Ministerpräsident Ehud Olmert musste nach der Waffenruhe um sein politisches Überleben kämpfen. Er hatte weder die Befreiung der Soldaten noch die Zerschlagung der Hisbollah-Miliz erreicht. Er musste »Versäumnisse« in der Kriegführung einräumen, kündigte aber gleichzeitig an, die Hisbollah-Extremisten weiter unnachgiebig zu verfolgen. Oppositionsführer Benjamin Netanjahu warnte jedoch: »Es gibt niemanden, der die Hisbollah aufhalten wird.«
Später kam eine Armee-Kommision zu dem Ergebnis, dass die israelischen Truppen im Kanpf gegen die Hisbollah schwere Fehler gemacht hätten. Die Militärführung habe während der Kämpfe im Sommer auf allen Ebenen versagt.
Im Libanon geriet die anti-syrische Regierung von Fuad Siniora nach dem Kriegsende zunehmend unter Druck. Die pro-syrische Hisbollah und ihre Verbündeten warfen Siniora eine Amerika-freundliche Politik vor und forderten eine »Regierung der nationalen Einheit«.
Ihren vorläufigen Höhepunkt erreichten die Proteste gegen Siniora Anfang Dezember, als hunderttausende Demonstranten den Regierungssitz in Beirut belagerten und »Siniora raus« riefen. Als sunnitische Anhänger der Siniora-Regierung während einer Hisbollah-Demonstration einen schiitischen Demonstranten töteten, wurde deutlich, dass die Auseinandersetzung zwischen gewählter Regierung und der Opposition immer mehr zu einem Konflikt zwischen Schiiten und Sunniten ausuferte.
Hier braut sich ein Konflikt zusammen, der schlimme Folgen für die gesamte Region haben kann. Die Anhänger der schiitischen Hisbollah wollen nicht nur die Macht der der frei gewählten pro-westlichen Regierung brechen. Sie wollen auch ein Internationales Tribunal verhindern, das die Ermordung des Ministerpräsidenten Rafik el Hariri 2005 aufklären soll. Der syrische Geheimdienst soll nicht nur in diesen Mord verwickelt gewesen sein.

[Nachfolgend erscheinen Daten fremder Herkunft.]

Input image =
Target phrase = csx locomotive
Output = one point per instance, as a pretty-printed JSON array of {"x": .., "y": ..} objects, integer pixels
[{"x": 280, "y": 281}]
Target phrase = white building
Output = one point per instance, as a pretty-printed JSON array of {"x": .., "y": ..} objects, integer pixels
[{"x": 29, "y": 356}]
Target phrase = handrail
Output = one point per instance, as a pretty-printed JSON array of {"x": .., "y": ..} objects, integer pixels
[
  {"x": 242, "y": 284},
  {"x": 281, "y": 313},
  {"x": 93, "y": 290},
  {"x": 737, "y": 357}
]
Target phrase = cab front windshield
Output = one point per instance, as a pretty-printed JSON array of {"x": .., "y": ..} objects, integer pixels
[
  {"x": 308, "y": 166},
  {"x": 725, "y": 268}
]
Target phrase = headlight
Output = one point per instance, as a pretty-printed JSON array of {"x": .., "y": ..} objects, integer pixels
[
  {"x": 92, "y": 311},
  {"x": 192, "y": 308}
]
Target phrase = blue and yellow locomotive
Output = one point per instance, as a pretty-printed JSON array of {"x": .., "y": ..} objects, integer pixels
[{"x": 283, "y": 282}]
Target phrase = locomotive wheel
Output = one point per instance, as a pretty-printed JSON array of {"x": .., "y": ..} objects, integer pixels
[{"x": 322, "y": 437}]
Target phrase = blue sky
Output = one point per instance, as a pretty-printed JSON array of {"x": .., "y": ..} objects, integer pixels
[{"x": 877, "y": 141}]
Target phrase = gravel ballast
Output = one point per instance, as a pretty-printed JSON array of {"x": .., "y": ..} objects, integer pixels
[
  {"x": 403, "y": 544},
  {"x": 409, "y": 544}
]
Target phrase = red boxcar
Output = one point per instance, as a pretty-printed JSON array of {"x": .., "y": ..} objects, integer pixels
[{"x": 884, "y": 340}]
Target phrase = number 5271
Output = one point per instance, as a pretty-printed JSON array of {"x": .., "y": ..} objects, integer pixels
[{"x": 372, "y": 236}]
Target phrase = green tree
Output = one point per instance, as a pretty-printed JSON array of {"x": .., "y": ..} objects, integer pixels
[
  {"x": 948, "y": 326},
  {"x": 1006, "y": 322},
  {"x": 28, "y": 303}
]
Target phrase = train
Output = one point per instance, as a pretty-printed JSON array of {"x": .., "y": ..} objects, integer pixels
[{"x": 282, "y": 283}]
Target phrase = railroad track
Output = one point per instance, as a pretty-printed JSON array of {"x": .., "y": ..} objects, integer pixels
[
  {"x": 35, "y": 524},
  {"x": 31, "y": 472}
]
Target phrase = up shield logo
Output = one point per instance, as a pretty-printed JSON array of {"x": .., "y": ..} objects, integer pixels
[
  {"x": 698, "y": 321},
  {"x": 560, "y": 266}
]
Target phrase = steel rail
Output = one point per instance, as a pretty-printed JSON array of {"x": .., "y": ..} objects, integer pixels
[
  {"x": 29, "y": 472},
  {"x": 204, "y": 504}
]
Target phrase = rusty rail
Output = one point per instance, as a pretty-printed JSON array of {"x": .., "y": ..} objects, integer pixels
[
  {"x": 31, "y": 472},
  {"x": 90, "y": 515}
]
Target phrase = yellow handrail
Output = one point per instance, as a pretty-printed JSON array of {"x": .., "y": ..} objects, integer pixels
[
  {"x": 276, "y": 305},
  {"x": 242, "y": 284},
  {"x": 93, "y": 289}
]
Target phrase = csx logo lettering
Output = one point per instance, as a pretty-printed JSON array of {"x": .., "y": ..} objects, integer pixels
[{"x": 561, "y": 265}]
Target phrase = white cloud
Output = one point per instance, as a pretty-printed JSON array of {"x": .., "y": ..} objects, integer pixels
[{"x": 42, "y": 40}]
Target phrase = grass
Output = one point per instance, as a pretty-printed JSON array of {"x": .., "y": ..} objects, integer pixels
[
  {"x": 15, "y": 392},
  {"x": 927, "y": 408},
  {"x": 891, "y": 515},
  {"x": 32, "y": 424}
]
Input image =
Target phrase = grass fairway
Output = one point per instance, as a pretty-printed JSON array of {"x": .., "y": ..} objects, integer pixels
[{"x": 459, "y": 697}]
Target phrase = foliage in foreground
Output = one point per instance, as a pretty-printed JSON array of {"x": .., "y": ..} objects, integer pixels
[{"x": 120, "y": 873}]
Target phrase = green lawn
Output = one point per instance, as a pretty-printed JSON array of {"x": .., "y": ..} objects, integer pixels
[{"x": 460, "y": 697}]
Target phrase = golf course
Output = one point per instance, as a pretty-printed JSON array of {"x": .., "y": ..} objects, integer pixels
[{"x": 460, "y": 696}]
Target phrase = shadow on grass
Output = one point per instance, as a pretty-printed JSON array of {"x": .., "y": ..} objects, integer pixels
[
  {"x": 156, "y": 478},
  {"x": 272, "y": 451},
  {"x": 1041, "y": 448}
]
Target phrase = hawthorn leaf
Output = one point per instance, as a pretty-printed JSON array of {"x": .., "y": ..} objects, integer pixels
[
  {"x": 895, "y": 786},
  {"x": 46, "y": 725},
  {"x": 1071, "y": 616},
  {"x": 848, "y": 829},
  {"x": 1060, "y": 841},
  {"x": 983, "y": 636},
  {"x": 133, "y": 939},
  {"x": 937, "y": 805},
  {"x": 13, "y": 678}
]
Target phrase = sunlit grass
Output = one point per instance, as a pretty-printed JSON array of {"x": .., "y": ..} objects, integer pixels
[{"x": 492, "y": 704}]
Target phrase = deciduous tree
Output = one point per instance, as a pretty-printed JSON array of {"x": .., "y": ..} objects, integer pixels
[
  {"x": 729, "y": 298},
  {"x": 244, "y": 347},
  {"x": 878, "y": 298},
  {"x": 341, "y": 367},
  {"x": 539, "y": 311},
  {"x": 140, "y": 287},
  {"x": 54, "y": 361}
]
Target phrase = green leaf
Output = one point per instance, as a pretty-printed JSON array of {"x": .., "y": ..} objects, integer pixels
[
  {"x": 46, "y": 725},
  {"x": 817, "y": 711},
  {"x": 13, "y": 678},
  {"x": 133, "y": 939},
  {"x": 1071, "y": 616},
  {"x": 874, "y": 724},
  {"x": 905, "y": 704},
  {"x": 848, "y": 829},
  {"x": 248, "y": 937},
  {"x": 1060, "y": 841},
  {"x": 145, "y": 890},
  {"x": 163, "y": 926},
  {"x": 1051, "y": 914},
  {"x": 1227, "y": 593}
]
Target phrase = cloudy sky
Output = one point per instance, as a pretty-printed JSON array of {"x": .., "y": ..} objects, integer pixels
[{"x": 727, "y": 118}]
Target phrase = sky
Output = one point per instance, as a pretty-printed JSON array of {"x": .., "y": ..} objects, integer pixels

Die pro-syrischen Schiiten streben offenbar einen Umsturz im Land an durch den Druck der Straße. Damit wächst die Gefahr eines neuen Bürgerkrieges in diesem Land, das in den vergangenen 50 Jahren zwei Bürgerkriege zu erleiden hatte.

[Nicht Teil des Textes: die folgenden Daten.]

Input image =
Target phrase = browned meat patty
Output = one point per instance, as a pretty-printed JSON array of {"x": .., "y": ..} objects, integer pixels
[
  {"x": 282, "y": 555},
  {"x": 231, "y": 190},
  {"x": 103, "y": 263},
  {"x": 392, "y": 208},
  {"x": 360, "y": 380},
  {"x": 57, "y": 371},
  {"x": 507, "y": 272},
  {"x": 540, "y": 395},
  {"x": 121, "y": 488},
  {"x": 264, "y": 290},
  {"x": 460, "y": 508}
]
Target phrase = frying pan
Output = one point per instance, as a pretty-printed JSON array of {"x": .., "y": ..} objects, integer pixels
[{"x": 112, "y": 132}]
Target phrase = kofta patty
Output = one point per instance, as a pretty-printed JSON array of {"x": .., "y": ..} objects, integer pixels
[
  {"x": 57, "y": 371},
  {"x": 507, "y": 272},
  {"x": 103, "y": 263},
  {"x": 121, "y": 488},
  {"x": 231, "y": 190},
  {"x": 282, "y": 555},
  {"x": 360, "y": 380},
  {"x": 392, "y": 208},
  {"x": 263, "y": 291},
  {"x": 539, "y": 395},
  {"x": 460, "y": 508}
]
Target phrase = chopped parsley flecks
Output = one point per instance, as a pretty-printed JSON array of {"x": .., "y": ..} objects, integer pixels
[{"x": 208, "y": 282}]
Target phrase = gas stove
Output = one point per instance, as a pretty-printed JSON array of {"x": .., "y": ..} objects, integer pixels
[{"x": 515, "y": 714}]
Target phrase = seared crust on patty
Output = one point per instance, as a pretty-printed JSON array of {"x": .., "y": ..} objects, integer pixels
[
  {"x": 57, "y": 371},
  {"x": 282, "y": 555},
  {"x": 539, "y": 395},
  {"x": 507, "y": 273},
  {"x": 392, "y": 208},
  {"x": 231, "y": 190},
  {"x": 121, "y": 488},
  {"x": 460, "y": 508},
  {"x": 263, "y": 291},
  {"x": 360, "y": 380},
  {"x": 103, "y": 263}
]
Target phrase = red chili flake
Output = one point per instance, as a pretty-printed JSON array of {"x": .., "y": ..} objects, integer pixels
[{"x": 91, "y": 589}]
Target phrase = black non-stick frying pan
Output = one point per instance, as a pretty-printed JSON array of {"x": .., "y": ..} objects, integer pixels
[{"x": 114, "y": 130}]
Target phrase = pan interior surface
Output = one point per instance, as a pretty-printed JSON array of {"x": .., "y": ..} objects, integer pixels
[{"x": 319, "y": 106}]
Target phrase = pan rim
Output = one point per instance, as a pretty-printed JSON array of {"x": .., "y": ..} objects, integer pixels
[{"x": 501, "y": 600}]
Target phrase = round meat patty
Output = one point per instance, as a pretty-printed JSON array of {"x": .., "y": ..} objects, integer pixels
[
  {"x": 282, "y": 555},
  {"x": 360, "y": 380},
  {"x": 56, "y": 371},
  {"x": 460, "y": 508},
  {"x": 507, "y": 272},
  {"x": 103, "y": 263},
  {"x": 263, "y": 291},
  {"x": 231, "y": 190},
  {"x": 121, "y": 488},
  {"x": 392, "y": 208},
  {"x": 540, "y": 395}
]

Eindringliche Mahnungen der Europäischen Union, den demokratischen Kräften im Land eine Chance zur Lösung des Konflikts zu geben, verhallten ungehört. Auch Vermittlungsversuche der Arabischen Liga zwischen den Konfliktparteien blieben bisher erfolglos.
Wenn der Libanon erneut in Flammen aufgehen sollte, wird der derselbe konfessionelle Radikalismus, der derzeit den Irak erschüttert, die Ursache sein, trotz aller Aufrufe zur Mäßigung von libanesischen Islamgelehrten an radikale Schiiten und Sunniten im Lande.